Dalam sambutannya ia menyampaikan harapan agar kegiatan kajian Ramadhan ini dapat menjadi sarana untuk memperbaiki diri sekaligus menumbuhkan semangat berbagi kepada sesama.
“Tidak hanya dengan harta, melainkan dengan ilmu kita juga dapat membantu orang lain. Ilmu tidak akan bermanfaat jika tidak kita bagikan kepada sesama,” ungkap Ayunda.
Ketua Kafilah Hizbul Wathan Umsida, Achmad Shobi Nur Ardiansyah menegaskan bahwa sebagai bagian dari organisasi kader, anggota Hizbul Wathan memiliki tanggung jawab untuk terus menghidupkan nilai-nilai keislaman di lingkungan sekitar.
“Ramadan adalah kesempatan emas yang Allah berikan kepada kita untuk memperdalam ilmu, mempererat ukhuwah, dan memperkuat iman,” ujar Shobi.
Menurutnya, kajian ini bukan sekadar kegiatan biasa, melainkan upaya nyata kita dalam mengisi Ramadhan dengan hal-hal yang bermakna.
Peran Generasi Muda Jadi Topik Kajian

Pada sesi kajian Ramadhan, peserta mendapatkan pemaparan materi dari Ustadzah Lies Imma J SPd MSi yang mengangkat tema “Generasi Berkembang dari Ramadhan Menuju Perubahan”.
Dalam pemaparannya, ia menjelaskan bahwa bulan Ramadan bukan hanya momentum untuk meningkatkan ibadah, tetapi juga menjadi madrasah kehidupan yang membentuk karakter generasi muda agar lebih beriman, berilmu, dan berakhlak.
Ia menekankan bahwa generasi berkemajuan harus memiliki karakter yang kuat, di antaranya iman yang kokoh melalui ibadah seperti puasa, shalat, tilawah, dan sedekah, semangat literasi dan berpikir kritis, serta keberanian menjadi agen perubahan di tengah masyarakat.
Di tengah tantangan zaman modern seperti krisis moral, distraksi digital, serta krisis identitas, Ramadhan menjadi sarana latihan bagi generasi muda untuk membangun kedisiplinan, pengendalian diri, dan empati sosial.
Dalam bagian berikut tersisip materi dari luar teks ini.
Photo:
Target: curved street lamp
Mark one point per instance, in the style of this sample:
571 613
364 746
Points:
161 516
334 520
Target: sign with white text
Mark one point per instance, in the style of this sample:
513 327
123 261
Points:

Mahasiswa sebagai generasi terdidik diharapkan mampu mengambil peran strategis sebagai iron stock atau cadangan pemimpin masa depan sekaligus sebagai social control yang mampu memberikan kritik dan solusi terhadap berbagai persoalan sosial secara bijak.
“Generasi hari ini adalah pemimpin di masa depan. Jika generasinya baik, maka masa depan bangsa juga akan baik,” terang Ustadzah Lies dalam penutup kajiannya.
Hizbul Wathan Umsida Lantik Kepengurusan Baru

Setelah sesi kajian, kegiatan dilanjutkan dengan prosesi pelantikan pengurus Hizbul Wathan Umsida yang didampingi oleh pembina HW Umsida.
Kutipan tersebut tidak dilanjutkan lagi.